Untuk kaum musyrikin, sebenarnya tidak ada ijma’ dalam sucinya tubuh mereka sebagaimana klaim Imam An Nawawi. Dan, sudah kami sebutkan pendapat Abdullah bin Abbas dan Hasan Al Bashri tentang najisnya mereka.

Berkata Imam Ibnu Katsir Rahimahullah:

فالجمهور على أنه ليس بنجس البدن والذات؛ لأن الله تعالى أحل طعام أهل الكتاب

Maka, menurut jumhur (mayoritas) bukanlah najis badan dan zatnya, karena Allah Ta’ala menghalalkan makanan Ahli Kitab. (Tafsir Al Quran Al ‘Azhim, 4/131)

Pendapat yang kuat adalah pendapat jumhur bahwa mereka adalah suci, sebagaimana disebutkan dalam Tafsir Ayat Al Ahkam berikut ini:

الترجيح : الصحيح رأي الجمهور لأن المسلم له أن يتعامل معهم ، وقد كان عليه السلام يشرب من أواني المشركين ، ويصافح غير المسلمين والله أعلم

Tarjih: yang shahih adalah pendapat jumhur (mayoritas) karena seorang muslim berinteraksi dengan mereka, dahulu Nabi Shallallahu ‘Alaihi wa Sallam minum dari wadah kaum musyrikin, dan bersalaman dengan non muslim.

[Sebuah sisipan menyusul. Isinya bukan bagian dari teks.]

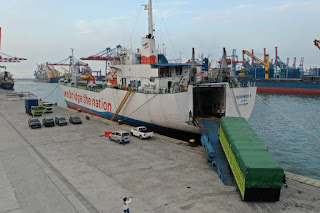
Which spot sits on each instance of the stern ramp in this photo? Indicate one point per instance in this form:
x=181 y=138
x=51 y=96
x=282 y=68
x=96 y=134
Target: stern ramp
x=215 y=154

Wallahu A’lam (Ibid)

Alasan lain yang menguatkannya, karena dahulu Jubair bin Muth’im –ketika masih musyrik- pernah bermalam di masjid, bahkan mendengarkan pembacaan Al Quran. (Imam Asy Syafi’i, Al Umm, 1/54). Ini jelas menunjukkan kesuciannya, sebab jika mereka najis tentu mereka tidak akan diterima kehadirannya di masjid.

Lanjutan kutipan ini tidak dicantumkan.